A Case For and Against the Fair Tax Act
This election season, the candidates are putting forth all sorts of tax proposals. One such proposal you may hear about is referred to as fair tax, also known as consumption tax. Here’s what you should know to understand how fair tax proposals might play out.
Fair Tax History
The fair tax concept has been around for some time. It was first introduced in Congress in 1999 and has since been reintroduced in every session of Congress. Most recently, the FairTax Act of 2023 (H.R. 25) was introduced in January 2023.
This bill would impose a national sales tax on domestic use or consumption of taxable property or services. It would eliminate the current income, payroll, and estate and gift taxes. The federal sales tax would apply to almost everything you purchase, including items usually exempt from state sales tax, such as food, housing and medical expenses. None of the existing deductions or tax credits would be available to offset the national sales tax.
Under the most recent bill, the sales tax rate would be 23% in 2025 and would be adjusted in subsequent years. It’s important to note that the rate is “tax inclusive” — that is, it’s applied to both the purchase price and the tax itself. In other words, it’s effectively a 30% tax on the purchase price. For example, the tax on a $100 purchase would be $30, for a total price of $130. Put another way, $30 is 23% of $130.
The bill also provides for monthly sales tax rebates known as the “family consumption allowance,” based on criteria related to family size and poverty guidelines. The rebates are intended to offset the tax costs on the purchase of necessities.
Individual states would be responsible for administering, collecting and remitting the sales tax to the U.S. Department of the Treasury. Then tax revenue would be allocated among the following categories:
- General revenue,
- Old-age and survivors insurance trust fund (Social Security),
- Disability insurance trust fund,
- Hospital insurance trust fund, and
- Federal supplementary medical insurance trust fund.
The bill would provide states an administrative credit of 0.25% of taxes remitted. It also would eliminate the IRS. And it would terminate the national sales tax if the Sixteenth Amendment to the Constitution, which authorizes an income tax, isn’t repealed within seven years after the enactment of the bill — which would presumably mean no federal taxes of any kind.
Case for the FairTax Act
The bill’s proponents claim a fair tax system would have numerous benefits. For example, they praise its simplicity compared with the current system. No longer would taxpayers be burdened with the complicated annual income tax filings, nor would employers have to deal with tax withholding and remittance. Workers would keep their entire paycheck and pay tax on only what they spend.
In addition, investment growth and earnings would grow tax-free. This could encourage investing and saving. Net profits for businesses would likely jump, as their income and payroll tax bills disappeared, and they passed along much of their own sales taxes to customers. Supporters contend that the lack of taxes on capital and labor also could cause offshore manufacturers to return to the United States.
Supporters similarly believe offshore dollars will be repatriated under a fair tax system because doing so won’t trigger a taxable event. This could boost capital spending and productivity.
Case against the FairTax Act
Opponents argue that a national sales tax would favor the wealthy and widen the income gap. High-income individuals generally spend a smaller portion of their income on consumption than less wealthy people. As a result, high-income people would pay a smaller share of their income in tax (while presumably receiving the rebate). Further, none of the existing deductions and tax credits would be available to offset the national sales tax or encourage desirable behaviors, such as charitable giving.
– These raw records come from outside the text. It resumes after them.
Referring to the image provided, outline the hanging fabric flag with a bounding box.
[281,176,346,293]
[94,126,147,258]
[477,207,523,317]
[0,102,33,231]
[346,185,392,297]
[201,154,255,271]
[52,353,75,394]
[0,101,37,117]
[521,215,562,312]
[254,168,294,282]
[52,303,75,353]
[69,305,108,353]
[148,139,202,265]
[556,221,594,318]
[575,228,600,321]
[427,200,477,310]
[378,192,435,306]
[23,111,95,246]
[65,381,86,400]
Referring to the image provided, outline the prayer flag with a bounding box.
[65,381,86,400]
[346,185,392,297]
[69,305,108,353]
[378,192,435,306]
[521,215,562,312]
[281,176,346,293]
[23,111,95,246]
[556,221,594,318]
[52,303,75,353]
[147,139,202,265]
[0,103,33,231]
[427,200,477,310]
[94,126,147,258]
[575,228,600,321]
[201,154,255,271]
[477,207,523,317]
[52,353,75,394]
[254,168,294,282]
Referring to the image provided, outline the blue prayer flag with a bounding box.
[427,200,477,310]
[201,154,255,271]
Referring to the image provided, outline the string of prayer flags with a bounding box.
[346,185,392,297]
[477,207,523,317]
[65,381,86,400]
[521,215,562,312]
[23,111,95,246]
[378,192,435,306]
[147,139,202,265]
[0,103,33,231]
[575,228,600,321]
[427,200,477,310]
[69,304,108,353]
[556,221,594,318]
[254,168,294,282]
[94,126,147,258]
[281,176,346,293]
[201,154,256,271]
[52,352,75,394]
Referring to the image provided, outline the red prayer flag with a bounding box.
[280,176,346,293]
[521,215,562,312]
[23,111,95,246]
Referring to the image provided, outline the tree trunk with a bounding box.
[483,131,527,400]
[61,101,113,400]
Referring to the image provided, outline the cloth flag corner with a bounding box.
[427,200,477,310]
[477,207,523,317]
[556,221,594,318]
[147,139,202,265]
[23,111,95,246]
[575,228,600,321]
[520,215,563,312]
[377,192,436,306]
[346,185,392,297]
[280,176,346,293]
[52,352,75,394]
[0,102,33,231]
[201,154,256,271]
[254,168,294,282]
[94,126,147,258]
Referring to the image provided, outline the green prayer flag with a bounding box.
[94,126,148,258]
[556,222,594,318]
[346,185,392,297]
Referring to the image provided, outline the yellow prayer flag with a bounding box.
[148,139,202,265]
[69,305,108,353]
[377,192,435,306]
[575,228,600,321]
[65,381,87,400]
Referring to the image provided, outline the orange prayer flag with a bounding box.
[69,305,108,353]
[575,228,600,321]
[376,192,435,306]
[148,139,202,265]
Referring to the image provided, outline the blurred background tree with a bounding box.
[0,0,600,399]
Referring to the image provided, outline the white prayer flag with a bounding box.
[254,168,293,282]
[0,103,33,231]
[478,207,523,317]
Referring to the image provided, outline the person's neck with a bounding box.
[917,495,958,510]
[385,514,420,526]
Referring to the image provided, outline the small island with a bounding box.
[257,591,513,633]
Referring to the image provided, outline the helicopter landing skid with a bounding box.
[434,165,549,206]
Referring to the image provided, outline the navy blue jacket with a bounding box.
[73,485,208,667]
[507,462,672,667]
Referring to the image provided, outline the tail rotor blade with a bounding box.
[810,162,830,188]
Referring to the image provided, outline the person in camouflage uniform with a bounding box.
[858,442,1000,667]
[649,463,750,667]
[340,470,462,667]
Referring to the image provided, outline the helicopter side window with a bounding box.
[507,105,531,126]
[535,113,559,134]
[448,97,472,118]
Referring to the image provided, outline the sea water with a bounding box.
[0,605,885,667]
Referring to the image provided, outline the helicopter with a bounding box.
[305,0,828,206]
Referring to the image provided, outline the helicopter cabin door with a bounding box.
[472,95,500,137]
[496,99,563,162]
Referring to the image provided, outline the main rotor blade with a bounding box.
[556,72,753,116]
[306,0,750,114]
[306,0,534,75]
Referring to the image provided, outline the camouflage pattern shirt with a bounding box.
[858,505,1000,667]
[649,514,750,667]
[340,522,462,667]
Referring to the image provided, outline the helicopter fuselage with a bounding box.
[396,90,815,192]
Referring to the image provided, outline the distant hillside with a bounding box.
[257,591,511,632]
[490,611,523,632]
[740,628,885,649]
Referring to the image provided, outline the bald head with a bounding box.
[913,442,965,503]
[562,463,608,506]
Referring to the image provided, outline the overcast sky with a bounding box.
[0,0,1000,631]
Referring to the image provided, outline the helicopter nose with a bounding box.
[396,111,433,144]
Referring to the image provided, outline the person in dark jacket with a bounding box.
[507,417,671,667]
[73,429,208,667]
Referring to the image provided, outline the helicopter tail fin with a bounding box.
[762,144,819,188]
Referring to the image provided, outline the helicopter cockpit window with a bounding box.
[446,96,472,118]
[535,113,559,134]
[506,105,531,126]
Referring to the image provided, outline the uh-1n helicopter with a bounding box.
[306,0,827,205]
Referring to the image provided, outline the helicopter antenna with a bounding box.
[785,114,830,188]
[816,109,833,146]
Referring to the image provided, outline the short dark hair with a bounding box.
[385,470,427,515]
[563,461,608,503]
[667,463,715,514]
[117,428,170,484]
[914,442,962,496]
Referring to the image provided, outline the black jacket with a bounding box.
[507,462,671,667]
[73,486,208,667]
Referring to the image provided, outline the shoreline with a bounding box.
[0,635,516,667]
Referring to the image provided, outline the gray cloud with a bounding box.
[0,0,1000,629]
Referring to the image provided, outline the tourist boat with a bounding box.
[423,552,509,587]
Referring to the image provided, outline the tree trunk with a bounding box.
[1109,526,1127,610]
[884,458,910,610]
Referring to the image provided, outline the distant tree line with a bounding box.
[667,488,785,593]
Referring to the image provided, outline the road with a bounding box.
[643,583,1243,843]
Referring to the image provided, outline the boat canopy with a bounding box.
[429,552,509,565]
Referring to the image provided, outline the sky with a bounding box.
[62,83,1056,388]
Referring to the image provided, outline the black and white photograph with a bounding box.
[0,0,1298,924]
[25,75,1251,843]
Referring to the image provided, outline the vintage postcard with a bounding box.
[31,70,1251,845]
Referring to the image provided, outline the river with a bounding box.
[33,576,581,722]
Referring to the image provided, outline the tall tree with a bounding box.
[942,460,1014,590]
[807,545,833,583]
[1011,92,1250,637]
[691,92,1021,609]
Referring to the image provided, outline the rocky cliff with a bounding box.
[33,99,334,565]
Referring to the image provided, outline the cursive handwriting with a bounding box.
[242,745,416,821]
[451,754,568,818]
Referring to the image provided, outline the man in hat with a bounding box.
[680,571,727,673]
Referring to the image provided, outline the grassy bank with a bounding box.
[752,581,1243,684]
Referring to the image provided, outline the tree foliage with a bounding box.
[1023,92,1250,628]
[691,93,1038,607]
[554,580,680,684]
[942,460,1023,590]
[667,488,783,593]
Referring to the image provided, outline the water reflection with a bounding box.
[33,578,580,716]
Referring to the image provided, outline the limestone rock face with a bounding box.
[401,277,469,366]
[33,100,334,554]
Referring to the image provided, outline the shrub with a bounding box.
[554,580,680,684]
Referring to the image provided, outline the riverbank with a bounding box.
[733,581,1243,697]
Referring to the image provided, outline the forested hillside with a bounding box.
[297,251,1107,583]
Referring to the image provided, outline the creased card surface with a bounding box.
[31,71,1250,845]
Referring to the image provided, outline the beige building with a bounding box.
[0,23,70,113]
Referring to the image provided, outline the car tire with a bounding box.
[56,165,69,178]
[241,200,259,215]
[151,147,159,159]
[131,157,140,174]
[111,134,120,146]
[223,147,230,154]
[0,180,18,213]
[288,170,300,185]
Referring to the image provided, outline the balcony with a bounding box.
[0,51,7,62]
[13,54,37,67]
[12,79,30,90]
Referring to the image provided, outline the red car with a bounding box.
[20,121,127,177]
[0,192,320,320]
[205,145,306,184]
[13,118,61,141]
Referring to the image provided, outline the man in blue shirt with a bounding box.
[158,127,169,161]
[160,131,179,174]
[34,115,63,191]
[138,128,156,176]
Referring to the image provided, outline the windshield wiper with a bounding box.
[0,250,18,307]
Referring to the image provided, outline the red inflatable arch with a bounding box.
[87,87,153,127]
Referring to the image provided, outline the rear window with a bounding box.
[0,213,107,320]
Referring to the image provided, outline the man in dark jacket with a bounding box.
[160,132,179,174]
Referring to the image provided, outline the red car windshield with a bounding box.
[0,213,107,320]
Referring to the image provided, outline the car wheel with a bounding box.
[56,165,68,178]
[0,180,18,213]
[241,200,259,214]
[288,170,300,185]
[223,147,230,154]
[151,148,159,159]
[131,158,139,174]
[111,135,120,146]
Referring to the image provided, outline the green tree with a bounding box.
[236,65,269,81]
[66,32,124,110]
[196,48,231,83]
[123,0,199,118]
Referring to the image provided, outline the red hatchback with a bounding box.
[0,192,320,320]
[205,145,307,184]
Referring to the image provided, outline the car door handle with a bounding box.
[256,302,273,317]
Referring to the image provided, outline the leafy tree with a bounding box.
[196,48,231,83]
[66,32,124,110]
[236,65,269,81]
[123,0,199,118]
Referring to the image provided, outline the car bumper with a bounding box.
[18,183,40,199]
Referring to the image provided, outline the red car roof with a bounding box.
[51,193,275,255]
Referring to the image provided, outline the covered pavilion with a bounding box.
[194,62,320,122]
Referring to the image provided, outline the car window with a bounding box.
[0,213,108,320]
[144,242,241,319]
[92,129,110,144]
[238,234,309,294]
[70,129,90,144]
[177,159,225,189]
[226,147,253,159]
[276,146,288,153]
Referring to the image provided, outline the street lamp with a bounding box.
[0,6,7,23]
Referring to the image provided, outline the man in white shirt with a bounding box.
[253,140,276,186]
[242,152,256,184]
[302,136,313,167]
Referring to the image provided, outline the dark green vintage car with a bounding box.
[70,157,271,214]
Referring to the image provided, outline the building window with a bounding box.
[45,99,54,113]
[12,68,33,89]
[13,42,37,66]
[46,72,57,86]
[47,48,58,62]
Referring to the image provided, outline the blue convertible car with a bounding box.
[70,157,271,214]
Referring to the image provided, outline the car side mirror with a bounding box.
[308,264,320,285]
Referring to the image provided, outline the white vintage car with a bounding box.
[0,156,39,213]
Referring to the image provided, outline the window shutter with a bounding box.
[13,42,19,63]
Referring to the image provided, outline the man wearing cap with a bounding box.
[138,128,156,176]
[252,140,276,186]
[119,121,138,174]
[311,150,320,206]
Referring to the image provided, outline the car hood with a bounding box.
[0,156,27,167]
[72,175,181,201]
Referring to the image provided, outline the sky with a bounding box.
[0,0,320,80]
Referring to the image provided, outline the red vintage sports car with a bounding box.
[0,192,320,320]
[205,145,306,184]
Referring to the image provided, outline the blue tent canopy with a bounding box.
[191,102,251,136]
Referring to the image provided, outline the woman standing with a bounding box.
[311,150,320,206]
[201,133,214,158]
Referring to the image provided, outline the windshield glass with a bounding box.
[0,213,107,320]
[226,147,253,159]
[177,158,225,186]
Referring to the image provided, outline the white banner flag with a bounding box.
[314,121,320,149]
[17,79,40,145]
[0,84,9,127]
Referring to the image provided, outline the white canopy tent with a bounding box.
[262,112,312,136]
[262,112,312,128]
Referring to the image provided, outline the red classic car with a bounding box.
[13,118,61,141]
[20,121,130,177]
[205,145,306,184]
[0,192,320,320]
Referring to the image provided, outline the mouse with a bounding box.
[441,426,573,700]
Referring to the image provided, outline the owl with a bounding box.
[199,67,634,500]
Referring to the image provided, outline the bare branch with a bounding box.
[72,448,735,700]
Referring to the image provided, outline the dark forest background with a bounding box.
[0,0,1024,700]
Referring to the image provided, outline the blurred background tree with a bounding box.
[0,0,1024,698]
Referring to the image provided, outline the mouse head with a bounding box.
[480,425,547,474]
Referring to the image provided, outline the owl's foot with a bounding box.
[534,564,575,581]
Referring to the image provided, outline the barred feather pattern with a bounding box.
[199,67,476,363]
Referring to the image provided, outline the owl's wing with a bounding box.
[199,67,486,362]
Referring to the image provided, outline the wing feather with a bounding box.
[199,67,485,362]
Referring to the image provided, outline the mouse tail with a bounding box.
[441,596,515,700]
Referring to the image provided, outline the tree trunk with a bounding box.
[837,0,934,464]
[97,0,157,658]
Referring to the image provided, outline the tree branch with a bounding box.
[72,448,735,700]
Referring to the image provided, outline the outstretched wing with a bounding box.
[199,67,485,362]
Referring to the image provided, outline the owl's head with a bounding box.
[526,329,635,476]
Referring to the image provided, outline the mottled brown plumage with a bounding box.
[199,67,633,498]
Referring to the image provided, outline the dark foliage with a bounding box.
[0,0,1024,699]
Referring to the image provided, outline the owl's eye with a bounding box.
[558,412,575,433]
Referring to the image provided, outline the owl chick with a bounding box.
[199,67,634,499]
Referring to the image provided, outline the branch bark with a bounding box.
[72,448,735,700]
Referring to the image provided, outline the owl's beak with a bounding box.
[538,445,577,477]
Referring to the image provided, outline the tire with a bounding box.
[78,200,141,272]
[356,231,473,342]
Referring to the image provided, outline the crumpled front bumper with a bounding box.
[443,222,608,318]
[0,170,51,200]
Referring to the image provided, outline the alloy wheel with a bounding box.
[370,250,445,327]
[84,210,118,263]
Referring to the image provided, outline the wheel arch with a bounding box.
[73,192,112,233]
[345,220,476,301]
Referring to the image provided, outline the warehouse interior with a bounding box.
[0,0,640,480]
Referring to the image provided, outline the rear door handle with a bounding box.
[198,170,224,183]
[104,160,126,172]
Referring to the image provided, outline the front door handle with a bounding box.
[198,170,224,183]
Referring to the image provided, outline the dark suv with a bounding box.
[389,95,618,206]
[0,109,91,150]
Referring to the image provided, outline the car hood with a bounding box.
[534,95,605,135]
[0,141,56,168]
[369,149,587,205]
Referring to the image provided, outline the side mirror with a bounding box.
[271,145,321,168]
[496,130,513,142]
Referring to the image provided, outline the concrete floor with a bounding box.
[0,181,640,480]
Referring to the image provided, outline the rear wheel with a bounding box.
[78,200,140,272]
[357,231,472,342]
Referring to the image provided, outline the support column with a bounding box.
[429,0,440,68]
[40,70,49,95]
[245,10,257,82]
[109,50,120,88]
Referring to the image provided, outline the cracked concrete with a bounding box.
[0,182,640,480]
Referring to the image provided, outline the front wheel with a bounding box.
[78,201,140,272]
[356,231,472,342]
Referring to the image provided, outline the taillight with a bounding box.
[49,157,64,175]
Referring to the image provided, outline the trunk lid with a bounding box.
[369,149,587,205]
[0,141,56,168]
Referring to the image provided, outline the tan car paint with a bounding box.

Some critics also claim that a fair tax won’t generate sufficient federal revenue. They say the fair tax rate would need to be much higher to generate the same amount of revenue that the current tax system produces. It also might prompt some people to minimize their taxes by purchasing more foreign goods and services.
Opponents voice concerns about shifting the tax administration burden to states, too. They question whether the administrative credit would cover states’ costs. While most states already have sales tax systems, they generally don’t cover all the goods and services that would be subject to a national sales tax and involve significantly smaller sums of money. Moreover, the cost of the administrative credits may not actually be lower than the cost of operating the IRS.
Future of the Fair Tax
For now, the odds of passing a national consumption tax aren’t promising. At this point, neither of the presidential candidates are advocating for the FairTax Act. The most recent bill gathered only a handful of co-sponsors in the House of Representatives. Likewise, a few states have explored fair tax options in recent years, but none of the proposals have gotten traction in state legislatures. One hurdle fair tax proposals face is a lack of understanding from legislators and the general public. This overview provides you with knowledge to help develop an educated stance on this tax issue.